Czy raczej slooooow-mooooo. Karen Gillan ma w sobie tyle charyzmy co śnięta ryba. Do tego oklepany milion razy schemat - mamusia mnie porzuciła dlatego uratuję małą dziewczynkę. No ileż można?! Poza tym na prawie dwugodzinny film przypadają tylko dwie porządne sceny walki - u lekarza i pościg w garażu.
W bibliotece tez jest ok, tylko momentami za dluga. I przeciez nie nalezalo sie niczego innego po tym filmie spodziewac. A co, jaki ty bys wymyslil czy la podklad fabularny dla tych kolejnych walk? Raczej ona sama miala wyrzuty, ze zabila jej ojca, ze dziewczynka mysli, ze ojciec byl zly i zdecydowala sie jej pomoc. W duzo mniejszym stopniu niz przez matke.

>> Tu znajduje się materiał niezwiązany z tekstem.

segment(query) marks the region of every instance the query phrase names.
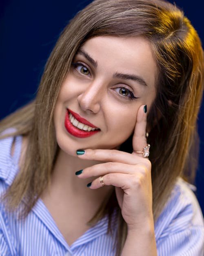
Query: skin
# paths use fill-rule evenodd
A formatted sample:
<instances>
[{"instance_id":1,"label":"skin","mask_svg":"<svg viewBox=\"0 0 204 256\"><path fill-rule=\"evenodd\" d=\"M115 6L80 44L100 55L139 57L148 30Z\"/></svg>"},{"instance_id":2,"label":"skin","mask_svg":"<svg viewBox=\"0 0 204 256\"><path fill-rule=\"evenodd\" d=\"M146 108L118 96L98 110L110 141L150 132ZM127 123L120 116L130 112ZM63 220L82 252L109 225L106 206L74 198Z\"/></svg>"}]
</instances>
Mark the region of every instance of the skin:
<instances>
[{"instance_id":1,"label":"skin","mask_svg":"<svg viewBox=\"0 0 204 256\"><path fill-rule=\"evenodd\" d=\"M158 71L150 45L141 37L99 36L86 41L80 50L73 59L80 64L71 68L56 103L54 122L60 149L51 186L42 199L71 245L89 229L87 222L115 189L128 226L122 255L155 256L151 164L136 152L146 145L146 116L155 97ZM116 72L140 80L114 77ZM124 88L137 98L131 99L126 91L122 95ZM67 108L100 132L83 138L69 134L64 125ZM132 154L117 150L133 132ZM79 149L85 154L77 156ZM108 186L102 187L101 176Z\"/></svg>"}]
</instances>

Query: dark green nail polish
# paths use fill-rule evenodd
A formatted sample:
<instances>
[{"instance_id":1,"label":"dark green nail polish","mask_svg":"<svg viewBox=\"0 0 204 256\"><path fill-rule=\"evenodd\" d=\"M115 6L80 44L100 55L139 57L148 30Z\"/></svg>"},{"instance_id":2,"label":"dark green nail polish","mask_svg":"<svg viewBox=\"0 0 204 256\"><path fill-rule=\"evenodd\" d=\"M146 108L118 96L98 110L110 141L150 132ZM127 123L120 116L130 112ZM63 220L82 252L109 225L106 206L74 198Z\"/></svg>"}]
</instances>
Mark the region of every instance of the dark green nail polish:
<instances>
[{"instance_id":1,"label":"dark green nail polish","mask_svg":"<svg viewBox=\"0 0 204 256\"><path fill-rule=\"evenodd\" d=\"M82 150L77 150L77 155L83 155L85 153L85 151Z\"/></svg>"},{"instance_id":2,"label":"dark green nail polish","mask_svg":"<svg viewBox=\"0 0 204 256\"><path fill-rule=\"evenodd\" d=\"M81 174L81 173L82 173L82 172L83 172L83 170L80 170L79 171L77 171L77 172L75 172L75 174L76 175L79 175L80 174Z\"/></svg>"},{"instance_id":3,"label":"dark green nail polish","mask_svg":"<svg viewBox=\"0 0 204 256\"><path fill-rule=\"evenodd\" d=\"M145 106L144 106L144 112L145 113L146 113L147 111L147 109L146 108L146 105L145 105Z\"/></svg>"},{"instance_id":4,"label":"dark green nail polish","mask_svg":"<svg viewBox=\"0 0 204 256\"><path fill-rule=\"evenodd\" d=\"M86 185L86 187L88 187L88 188L89 188L89 187L91 187L91 183L92 182L90 182L90 183L88 183L87 185Z\"/></svg>"}]
</instances>

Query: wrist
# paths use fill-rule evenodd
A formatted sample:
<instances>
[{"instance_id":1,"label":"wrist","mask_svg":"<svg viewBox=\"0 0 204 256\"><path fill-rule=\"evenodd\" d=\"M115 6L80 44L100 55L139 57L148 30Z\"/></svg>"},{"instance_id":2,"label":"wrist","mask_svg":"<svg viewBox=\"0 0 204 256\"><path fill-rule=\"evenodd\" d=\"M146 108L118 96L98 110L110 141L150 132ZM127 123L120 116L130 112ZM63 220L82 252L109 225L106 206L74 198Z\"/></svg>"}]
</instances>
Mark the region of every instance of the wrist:
<instances>
[{"instance_id":1,"label":"wrist","mask_svg":"<svg viewBox=\"0 0 204 256\"><path fill-rule=\"evenodd\" d=\"M154 223L153 215L151 215L142 218L137 218L137 221L131 224L128 224L128 233L154 233Z\"/></svg>"}]
</instances>

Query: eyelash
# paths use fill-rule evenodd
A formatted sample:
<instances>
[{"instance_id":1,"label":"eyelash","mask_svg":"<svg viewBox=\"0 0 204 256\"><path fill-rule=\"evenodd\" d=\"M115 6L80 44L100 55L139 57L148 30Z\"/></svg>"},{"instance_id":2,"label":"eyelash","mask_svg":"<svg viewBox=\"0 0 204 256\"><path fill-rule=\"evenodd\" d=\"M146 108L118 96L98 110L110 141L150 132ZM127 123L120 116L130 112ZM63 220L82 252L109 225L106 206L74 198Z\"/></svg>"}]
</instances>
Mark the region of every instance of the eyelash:
<instances>
[{"instance_id":1,"label":"eyelash","mask_svg":"<svg viewBox=\"0 0 204 256\"><path fill-rule=\"evenodd\" d=\"M91 72L89 71L89 69L88 68L87 68L87 67L86 67L85 65L84 65L84 64L82 64L82 63L81 63L80 62L73 62L71 63L71 65L72 66L73 66L75 69L76 68L79 66L82 66L82 67L84 67L84 68L86 68L87 69L87 70L89 71L89 74L91 74ZM80 71L78 71L78 70L77 70L79 72L80 72ZM127 97L127 96L123 96L123 95L122 95L121 94L120 94L120 97L122 97L123 98L124 98L126 99L127 99L127 98L130 98L131 100L134 100L135 99L138 99L138 97L135 97L135 96L134 95L134 94L133 93L133 92L130 91L130 90L129 90L129 89L128 89L127 88L126 88L125 87L117 87L117 88L115 88L115 89L118 89L118 88L120 88L120 89L124 89L125 90L126 90L128 93L130 94L130 97Z\"/></svg>"}]
</instances>

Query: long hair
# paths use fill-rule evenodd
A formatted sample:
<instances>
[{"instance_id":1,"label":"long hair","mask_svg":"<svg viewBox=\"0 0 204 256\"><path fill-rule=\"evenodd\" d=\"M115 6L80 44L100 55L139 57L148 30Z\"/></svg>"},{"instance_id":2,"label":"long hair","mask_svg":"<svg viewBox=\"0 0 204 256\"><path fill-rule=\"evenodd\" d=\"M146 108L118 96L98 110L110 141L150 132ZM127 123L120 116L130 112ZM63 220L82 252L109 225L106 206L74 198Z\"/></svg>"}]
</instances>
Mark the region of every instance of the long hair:
<instances>
[{"instance_id":1,"label":"long hair","mask_svg":"<svg viewBox=\"0 0 204 256\"><path fill-rule=\"evenodd\" d=\"M57 156L53 117L60 87L79 48L90 38L104 35L143 36L151 45L158 66L156 97L148 116L155 221L177 177L195 173L196 165L190 171L187 167L192 162L189 152L196 133L204 72L196 31L181 10L165 1L95 0L62 33L46 64L36 99L2 121L1 130L12 127L16 129L13 135L26 134L29 139L24 164L5 195L11 208L25 200L26 215L48 185ZM121 149L131 152L131 140ZM111 197L93 220L107 212L110 200L115 200ZM118 255L126 235L126 224L118 216Z\"/></svg>"}]
</instances>

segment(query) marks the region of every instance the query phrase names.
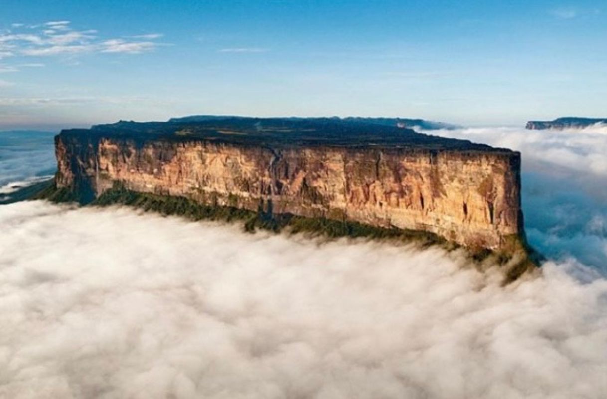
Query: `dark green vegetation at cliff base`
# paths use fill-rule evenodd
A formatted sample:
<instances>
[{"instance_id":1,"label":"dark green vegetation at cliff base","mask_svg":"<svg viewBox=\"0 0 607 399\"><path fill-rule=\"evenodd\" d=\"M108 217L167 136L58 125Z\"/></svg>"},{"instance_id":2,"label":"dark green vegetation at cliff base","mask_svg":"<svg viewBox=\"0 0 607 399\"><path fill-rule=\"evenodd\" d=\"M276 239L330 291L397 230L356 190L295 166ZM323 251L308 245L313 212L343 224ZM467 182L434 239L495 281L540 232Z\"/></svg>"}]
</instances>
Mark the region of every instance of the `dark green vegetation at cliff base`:
<instances>
[{"instance_id":1,"label":"dark green vegetation at cliff base","mask_svg":"<svg viewBox=\"0 0 607 399\"><path fill-rule=\"evenodd\" d=\"M80 202L75 190L57 188L52 184L32 197L55 203ZM267 204L260 204L256 211L218 204L201 204L183 196L140 193L128 190L119 182L88 205L109 206L123 204L145 212L152 211L163 215L178 215L190 220L213 220L240 222L245 231L256 229L289 234L302 233L308 236L330 239L347 237L387 240L395 243L415 244L421 248L438 246L448 251L461 248L461 246L422 230L380 227L358 222L337 220L324 217L304 217L290 213L273 213ZM271 206L270 206L271 207ZM527 272L537 270L541 255L526 243L524 236L512 235L500 250L466 248L466 252L475 266L480 269L493 264L503 267L504 284L512 283Z\"/></svg>"}]
</instances>

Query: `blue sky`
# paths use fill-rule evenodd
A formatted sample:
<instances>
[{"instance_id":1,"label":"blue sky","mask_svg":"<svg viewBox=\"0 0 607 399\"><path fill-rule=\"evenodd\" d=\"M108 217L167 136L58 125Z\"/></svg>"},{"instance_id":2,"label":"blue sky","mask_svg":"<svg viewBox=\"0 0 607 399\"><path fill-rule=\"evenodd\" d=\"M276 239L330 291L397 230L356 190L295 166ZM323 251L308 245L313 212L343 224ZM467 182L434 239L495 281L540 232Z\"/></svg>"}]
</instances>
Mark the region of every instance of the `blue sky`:
<instances>
[{"instance_id":1,"label":"blue sky","mask_svg":"<svg viewBox=\"0 0 607 399\"><path fill-rule=\"evenodd\" d=\"M2 0L0 129L607 116L603 1Z\"/></svg>"}]
</instances>

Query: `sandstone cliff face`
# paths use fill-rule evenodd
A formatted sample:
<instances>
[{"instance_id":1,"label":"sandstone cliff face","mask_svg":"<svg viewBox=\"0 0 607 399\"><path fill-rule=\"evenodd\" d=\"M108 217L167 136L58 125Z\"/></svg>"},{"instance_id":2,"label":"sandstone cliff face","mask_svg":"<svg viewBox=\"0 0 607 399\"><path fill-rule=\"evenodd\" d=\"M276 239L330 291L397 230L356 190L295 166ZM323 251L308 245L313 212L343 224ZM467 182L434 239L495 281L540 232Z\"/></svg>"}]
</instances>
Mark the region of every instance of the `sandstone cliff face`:
<instances>
[{"instance_id":1,"label":"sandstone cliff face","mask_svg":"<svg viewBox=\"0 0 607 399\"><path fill-rule=\"evenodd\" d=\"M205 203L427 230L466 246L499 248L522 232L515 152L63 135L56 144L57 186L89 200L120 181Z\"/></svg>"}]
</instances>

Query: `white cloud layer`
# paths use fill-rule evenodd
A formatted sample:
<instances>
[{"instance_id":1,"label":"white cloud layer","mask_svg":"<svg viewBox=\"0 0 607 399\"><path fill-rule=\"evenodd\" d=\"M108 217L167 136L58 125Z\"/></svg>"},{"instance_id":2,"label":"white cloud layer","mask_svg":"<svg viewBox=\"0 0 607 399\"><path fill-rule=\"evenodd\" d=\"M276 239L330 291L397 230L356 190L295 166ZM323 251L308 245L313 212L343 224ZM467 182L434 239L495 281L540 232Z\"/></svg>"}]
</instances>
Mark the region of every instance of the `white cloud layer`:
<instances>
[{"instance_id":1,"label":"white cloud layer","mask_svg":"<svg viewBox=\"0 0 607 399\"><path fill-rule=\"evenodd\" d=\"M520 151L523 205L532 243L546 255L575 256L607 275L607 126L428 133Z\"/></svg>"},{"instance_id":2,"label":"white cloud layer","mask_svg":"<svg viewBox=\"0 0 607 399\"><path fill-rule=\"evenodd\" d=\"M571 263L503 288L438 249L126 209L0 225L0 397L607 397L607 281Z\"/></svg>"}]
</instances>

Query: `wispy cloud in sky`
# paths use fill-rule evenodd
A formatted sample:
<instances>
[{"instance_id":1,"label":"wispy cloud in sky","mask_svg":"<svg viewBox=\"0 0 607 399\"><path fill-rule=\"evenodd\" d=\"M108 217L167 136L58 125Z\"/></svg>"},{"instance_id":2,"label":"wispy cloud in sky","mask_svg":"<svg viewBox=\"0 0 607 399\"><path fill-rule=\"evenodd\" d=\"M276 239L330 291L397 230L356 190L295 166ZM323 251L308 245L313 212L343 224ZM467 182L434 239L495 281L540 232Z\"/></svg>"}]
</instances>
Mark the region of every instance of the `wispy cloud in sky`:
<instances>
[{"instance_id":1,"label":"wispy cloud in sky","mask_svg":"<svg viewBox=\"0 0 607 399\"><path fill-rule=\"evenodd\" d=\"M95 53L138 54L152 51L159 43L153 41L160 33L128 38L102 38L97 30L75 30L68 21L56 21L13 29L0 33L0 59L9 56L73 56Z\"/></svg>"}]
</instances>

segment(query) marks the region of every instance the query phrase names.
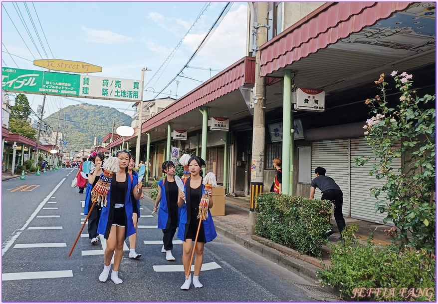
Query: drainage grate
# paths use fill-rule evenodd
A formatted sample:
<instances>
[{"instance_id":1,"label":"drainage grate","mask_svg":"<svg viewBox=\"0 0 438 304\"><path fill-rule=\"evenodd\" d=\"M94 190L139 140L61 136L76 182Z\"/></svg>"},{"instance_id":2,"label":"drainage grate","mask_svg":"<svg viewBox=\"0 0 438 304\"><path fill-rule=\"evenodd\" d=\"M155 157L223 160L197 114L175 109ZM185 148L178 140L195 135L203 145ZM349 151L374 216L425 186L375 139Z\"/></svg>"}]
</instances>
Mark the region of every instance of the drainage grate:
<instances>
[{"instance_id":1,"label":"drainage grate","mask_svg":"<svg viewBox=\"0 0 438 304\"><path fill-rule=\"evenodd\" d=\"M293 283L297 287L304 291L309 296L319 301L335 302L341 301L339 297L328 293L322 288L316 285L307 285L300 283Z\"/></svg>"}]
</instances>

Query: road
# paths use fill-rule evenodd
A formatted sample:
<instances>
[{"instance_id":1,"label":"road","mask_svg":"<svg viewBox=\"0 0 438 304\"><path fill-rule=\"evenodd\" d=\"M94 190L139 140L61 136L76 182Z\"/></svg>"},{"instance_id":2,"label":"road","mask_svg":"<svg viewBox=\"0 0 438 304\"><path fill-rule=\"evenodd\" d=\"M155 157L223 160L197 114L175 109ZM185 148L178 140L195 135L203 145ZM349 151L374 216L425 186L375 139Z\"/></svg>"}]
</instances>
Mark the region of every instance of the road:
<instances>
[{"instance_id":1,"label":"road","mask_svg":"<svg viewBox=\"0 0 438 304\"><path fill-rule=\"evenodd\" d=\"M311 283L220 235L205 247L200 277L204 287L181 290L182 245L175 238L176 261L166 260L158 215L151 216L153 202L147 198L141 201L137 244L143 256L128 258L127 239L119 272L123 283L99 282L103 237L91 245L86 226L67 256L85 217L85 194L70 187L76 172L61 169L2 182L2 301L314 301L293 285Z\"/></svg>"}]
</instances>

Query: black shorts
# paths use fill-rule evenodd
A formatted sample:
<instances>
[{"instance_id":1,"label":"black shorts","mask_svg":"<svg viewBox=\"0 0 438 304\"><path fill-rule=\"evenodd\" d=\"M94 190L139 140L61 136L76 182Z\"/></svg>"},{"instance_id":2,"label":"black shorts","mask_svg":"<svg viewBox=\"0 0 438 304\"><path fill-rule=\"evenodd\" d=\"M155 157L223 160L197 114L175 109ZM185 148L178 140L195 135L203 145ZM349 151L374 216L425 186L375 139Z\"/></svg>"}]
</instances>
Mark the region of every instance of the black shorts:
<instances>
[{"instance_id":1,"label":"black shorts","mask_svg":"<svg viewBox=\"0 0 438 304\"><path fill-rule=\"evenodd\" d=\"M196 233L198 231L198 227L199 225L199 219L197 218L198 213L198 208L192 208L190 217L190 224L189 225L189 229L187 234L186 235L186 239L192 239L195 241L196 237ZM201 222L201 228L199 229L199 234L198 236L198 242L201 243L207 243L206 240L206 234L204 229L204 223Z\"/></svg>"},{"instance_id":2,"label":"black shorts","mask_svg":"<svg viewBox=\"0 0 438 304\"><path fill-rule=\"evenodd\" d=\"M111 225L116 225L120 227L124 227L126 226L124 206L119 208L115 208Z\"/></svg>"}]
</instances>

A podobne motywy i dylematy mial niejeden bohater meski w podobnych filmach, ktory ciagnal ze soba dzieciaka. Co, Zawodowiec, to pies? A wlasnie, a pies to wg ciebie lepszy motyw dla bohatera do rozwalki i robienia czegokolwiek? Pewnie tak, w koncu male dzieci sa okropne, nawet Ciri g.
Ale ja osobiscie preferuje koty jako powod do zemsty za cos.
Ale dobrze, ze chociaz zauwazylas te dwie walki. Ja tam doceniam aranzacje.
Prawde mowiac lepiej bawilam sie ogolnie na tym filmie niz takich Wojnach jutra czy Infinity, po ktorych spodziewalam sie czegos lepszego i ktore necily jakims madrym podejsciem do tematu, a przynudzaly i marnowaly potencjal. Nie mowiac juz o totalnym marnowaniu pieniedzy na seriale Disneya obecnie i co, fani zachwyceni. Bo jakis klozetoman pojawil sie jako cameo i juz orgazm. Tak wiec, ja tam podchodze bardziej poblazliwie do roznych srednich filmow, ktore nie probuja przerastac samych siebie.